Addition of microbes promising for dry areas

In general, the use of microbes to increase yields is most promising in dry areas, such as the Mediterranean region or dry tropical regions (e.g. parts of India and Africa). In these climatic areas, the highest yield increase was achieved.

This is the conclusion of the researchers in their meta study, in which they took into account 171 systematically selected publications worldwide (1672 pairwise comparisons). The study was published in the internationally renowned journal “Frontiers in Plant Science”.

Farmers and scientists apply beneficial microbial inoculants to the soil to increase crop yields. A field study in Bangalore, India
Farmers and scientists apply beneficial microbial inoculants to the soil to increase crop yields. A field study in Bangalore, India. (Photos: Mathimaran Natarajan, University of Basel)

Further results of the study:

  • The use of beneficial soil microorganisms can improve the crop plant’s use efficiency of both phosphorus and nitrogen. This saves input costs of mineral fertiliser for farmers and reduces the environmental impact of over-fertilisation.
  • Especially in dry areas where planting occurs during the rainy season, yields can be increased. This result of the study is important, as some regions of the world are predicted to become drier in the future, and the use of these microorganisms could provide an adaption measure to climate change.

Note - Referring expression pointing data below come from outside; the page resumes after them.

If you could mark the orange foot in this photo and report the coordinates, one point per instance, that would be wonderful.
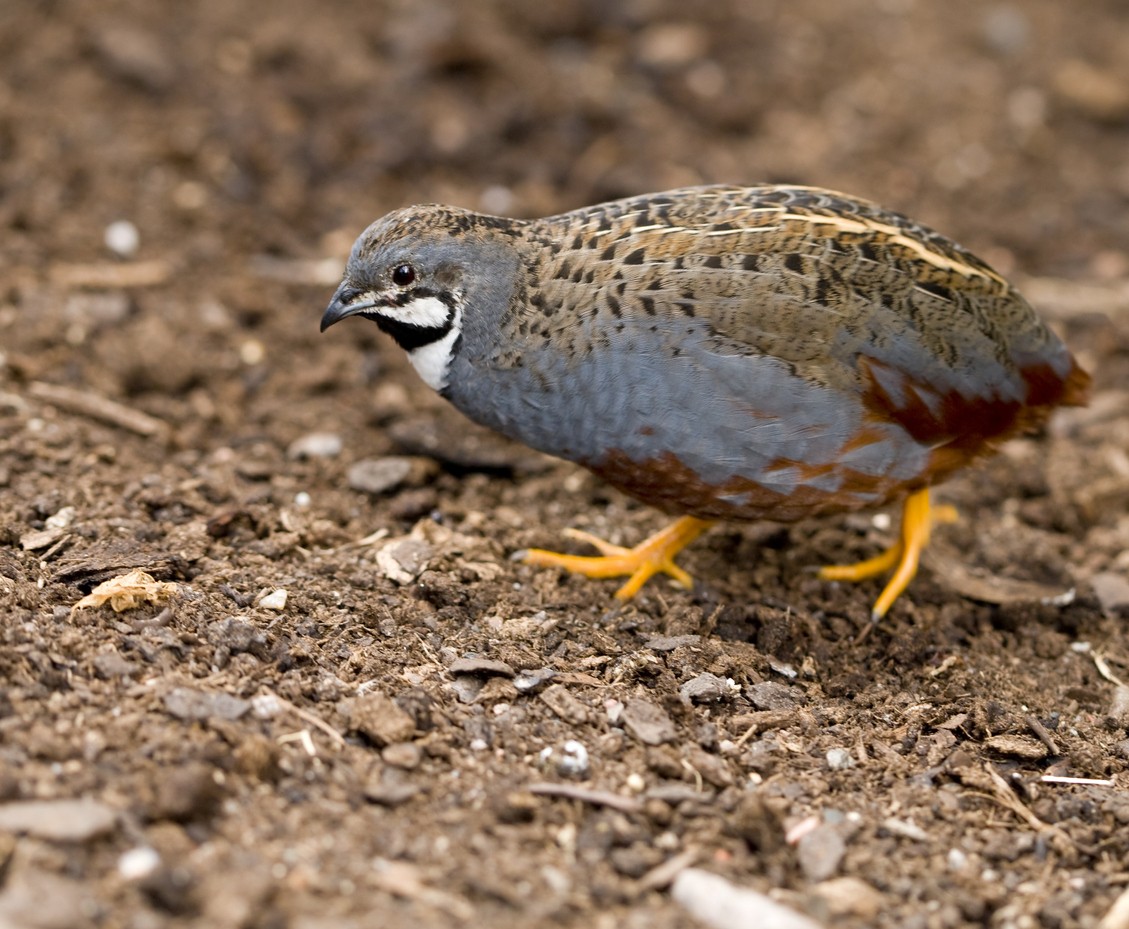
(902, 558)
(651, 557)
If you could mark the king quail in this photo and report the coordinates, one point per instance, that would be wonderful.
(719, 352)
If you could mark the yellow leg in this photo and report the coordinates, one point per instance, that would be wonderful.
(902, 558)
(651, 557)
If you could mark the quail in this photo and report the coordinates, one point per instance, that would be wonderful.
(719, 352)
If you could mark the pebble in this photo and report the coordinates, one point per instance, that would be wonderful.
(772, 695)
(274, 601)
(403, 560)
(192, 704)
(570, 760)
(402, 754)
(378, 475)
(1111, 589)
(186, 794)
(315, 445)
(1017, 746)
(706, 689)
(648, 722)
(138, 862)
(108, 665)
(484, 667)
(849, 896)
(562, 702)
(718, 904)
(820, 852)
(376, 716)
(532, 681)
(59, 821)
(122, 238)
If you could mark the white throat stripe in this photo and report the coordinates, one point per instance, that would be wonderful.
(432, 361)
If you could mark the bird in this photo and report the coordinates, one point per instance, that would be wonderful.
(721, 353)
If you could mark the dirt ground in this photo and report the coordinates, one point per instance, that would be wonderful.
(353, 709)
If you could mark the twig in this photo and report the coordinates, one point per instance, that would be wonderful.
(594, 797)
(111, 275)
(662, 875)
(1087, 781)
(97, 408)
(1040, 730)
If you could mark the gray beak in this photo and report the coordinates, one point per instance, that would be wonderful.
(346, 303)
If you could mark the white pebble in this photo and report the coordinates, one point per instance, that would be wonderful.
(138, 862)
(274, 601)
(122, 238)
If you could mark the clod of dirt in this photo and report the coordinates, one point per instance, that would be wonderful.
(648, 722)
(705, 689)
(59, 821)
(186, 794)
(192, 704)
(376, 716)
(820, 852)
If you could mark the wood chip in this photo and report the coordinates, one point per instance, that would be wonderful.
(128, 592)
(97, 408)
(585, 795)
(112, 274)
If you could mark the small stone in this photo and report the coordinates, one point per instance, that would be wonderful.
(122, 238)
(714, 770)
(772, 695)
(192, 704)
(570, 760)
(315, 445)
(848, 896)
(483, 667)
(376, 716)
(110, 664)
(671, 642)
(820, 852)
(706, 689)
(186, 794)
(59, 821)
(1119, 707)
(138, 862)
(532, 681)
(274, 601)
(378, 475)
(1111, 589)
(718, 904)
(390, 794)
(403, 560)
(402, 754)
(648, 722)
(1017, 746)
(562, 702)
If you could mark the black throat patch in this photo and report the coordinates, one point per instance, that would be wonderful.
(409, 335)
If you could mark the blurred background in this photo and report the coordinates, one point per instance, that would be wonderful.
(225, 129)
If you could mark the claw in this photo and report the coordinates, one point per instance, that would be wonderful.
(650, 557)
(902, 558)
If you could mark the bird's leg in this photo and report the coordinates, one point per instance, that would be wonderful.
(650, 557)
(919, 516)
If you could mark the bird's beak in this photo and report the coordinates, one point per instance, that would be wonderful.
(347, 301)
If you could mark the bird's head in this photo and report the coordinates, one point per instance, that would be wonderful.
(416, 272)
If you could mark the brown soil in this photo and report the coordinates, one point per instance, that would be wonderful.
(364, 754)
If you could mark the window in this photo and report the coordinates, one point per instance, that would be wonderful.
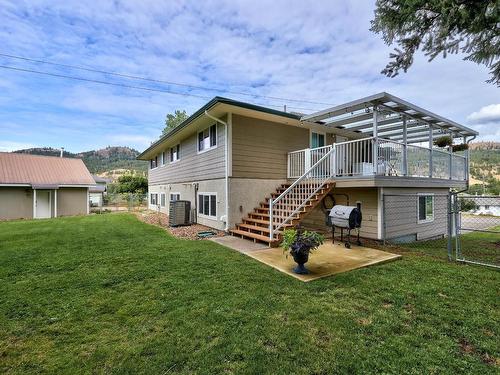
(317, 140)
(154, 162)
(425, 208)
(207, 204)
(153, 199)
(175, 153)
(207, 139)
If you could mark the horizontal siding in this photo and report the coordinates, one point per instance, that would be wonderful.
(368, 198)
(401, 213)
(192, 166)
(260, 147)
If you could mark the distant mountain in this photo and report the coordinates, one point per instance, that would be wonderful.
(104, 161)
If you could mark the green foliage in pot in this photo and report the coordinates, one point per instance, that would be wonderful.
(444, 141)
(301, 242)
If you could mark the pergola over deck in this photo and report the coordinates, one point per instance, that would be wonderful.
(386, 116)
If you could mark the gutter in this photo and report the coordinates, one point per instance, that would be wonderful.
(226, 165)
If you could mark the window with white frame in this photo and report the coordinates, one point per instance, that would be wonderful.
(207, 139)
(425, 208)
(207, 204)
(153, 199)
(153, 163)
(175, 153)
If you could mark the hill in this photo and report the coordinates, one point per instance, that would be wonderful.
(103, 161)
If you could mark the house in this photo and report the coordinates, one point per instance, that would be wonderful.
(255, 171)
(33, 186)
(97, 191)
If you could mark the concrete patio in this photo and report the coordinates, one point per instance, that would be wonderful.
(329, 259)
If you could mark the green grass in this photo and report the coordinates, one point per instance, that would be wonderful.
(109, 294)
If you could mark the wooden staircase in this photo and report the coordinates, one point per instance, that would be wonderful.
(256, 225)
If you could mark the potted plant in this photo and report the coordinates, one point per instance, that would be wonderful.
(300, 243)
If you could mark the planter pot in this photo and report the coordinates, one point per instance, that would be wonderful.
(300, 258)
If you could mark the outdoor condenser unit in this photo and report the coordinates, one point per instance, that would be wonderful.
(179, 213)
(346, 217)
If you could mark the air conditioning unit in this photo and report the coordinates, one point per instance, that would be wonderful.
(179, 213)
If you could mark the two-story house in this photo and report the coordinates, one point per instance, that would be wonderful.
(254, 171)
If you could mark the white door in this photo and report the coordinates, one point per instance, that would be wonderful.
(42, 204)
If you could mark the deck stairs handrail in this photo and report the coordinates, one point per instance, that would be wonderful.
(289, 203)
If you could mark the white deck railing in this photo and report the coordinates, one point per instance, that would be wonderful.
(356, 159)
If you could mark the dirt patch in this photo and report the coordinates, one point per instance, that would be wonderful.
(186, 232)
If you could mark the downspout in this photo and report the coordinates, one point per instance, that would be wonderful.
(226, 165)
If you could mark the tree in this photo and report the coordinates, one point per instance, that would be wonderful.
(440, 27)
(132, 183)
(173, 120)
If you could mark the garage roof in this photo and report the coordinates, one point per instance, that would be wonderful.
(36, 170)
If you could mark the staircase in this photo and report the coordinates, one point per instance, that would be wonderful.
(256, 225)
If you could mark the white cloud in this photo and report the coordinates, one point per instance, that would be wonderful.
(486, 114)
(8, 146)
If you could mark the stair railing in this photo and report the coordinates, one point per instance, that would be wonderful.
(284, 208)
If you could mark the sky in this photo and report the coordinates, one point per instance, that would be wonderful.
(320, 51)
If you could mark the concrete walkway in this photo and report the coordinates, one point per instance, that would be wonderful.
(329, 259)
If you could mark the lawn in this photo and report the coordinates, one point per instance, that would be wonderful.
(110, 294)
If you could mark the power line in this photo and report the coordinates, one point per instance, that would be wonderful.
(130, 86)
(161, 81)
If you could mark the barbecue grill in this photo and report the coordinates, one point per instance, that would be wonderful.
(346, 217)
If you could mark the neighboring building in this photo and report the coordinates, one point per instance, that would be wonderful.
(229, 157)
(33, 186)
(97, 192)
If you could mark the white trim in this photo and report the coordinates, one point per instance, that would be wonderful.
(198, 139)
(209, 205)
(170, 161)
(173, 192)
(418, 208)
(55, 202)
(317, 132)
(34, 203)
(379, 213)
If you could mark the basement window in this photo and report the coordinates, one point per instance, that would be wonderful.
(153, 199)
(207, 205)
(207, 139)
(425, 208)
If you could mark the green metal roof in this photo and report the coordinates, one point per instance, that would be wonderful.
(210, 104)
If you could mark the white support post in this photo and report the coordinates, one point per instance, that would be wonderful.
(450, 151)
(375, 139)
(55, 203)
(34, 203)
(307, 159)
(431, 142)
(405, 147)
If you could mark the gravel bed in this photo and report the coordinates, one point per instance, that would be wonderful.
(187, 232)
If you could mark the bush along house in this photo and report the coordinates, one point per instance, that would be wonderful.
(254, 171)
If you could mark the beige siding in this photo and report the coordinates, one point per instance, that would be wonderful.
(401, 212)
(368, 198)
(260, 147)
(72, 201)
(16, 203)
(192, 166)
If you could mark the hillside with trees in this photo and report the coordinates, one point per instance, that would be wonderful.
(109, 160)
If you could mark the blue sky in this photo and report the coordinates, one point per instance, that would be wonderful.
(319, 51)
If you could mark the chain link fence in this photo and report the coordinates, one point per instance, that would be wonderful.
(458, 227)
(477, 226)
(114, 202)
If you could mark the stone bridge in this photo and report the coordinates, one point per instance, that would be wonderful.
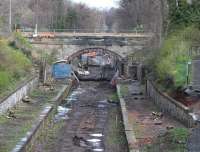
(70, 44)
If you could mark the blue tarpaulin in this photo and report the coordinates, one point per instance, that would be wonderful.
(61, 70)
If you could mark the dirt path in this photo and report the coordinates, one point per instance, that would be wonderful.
(92, 124)
(148, 122)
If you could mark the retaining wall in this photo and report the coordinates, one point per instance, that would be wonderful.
(39, 131)
(169, 105)
(14, 97)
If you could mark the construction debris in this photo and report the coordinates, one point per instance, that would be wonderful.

Great potential lays thus especially in dry areas such as the Mediterranean region or parts of India or Africa.
  • Yield increases depend on the category of microbes. These include, for example, nitrogen-fixing bacteria living in a symbiosis with roots of leguminous plants (nodule forming bacteria) and free-living nitrogen-fixing bacteria. These bacteria reach their optimum in soils with a relatively high phosphorus (P) content . Phosphorus solubilizing bacteria and fungi work best with a medium soil P content. Efficacy of so-called arbuscular mycorrhizal fungi reach their optimum with a relatively low P content.
  • The efficiency decreases with an enhanced content of humus in the soil, which is linked to a larger population of soil microorganisms. This makes it more difficult for newly introduced microorganisms to establish themselves.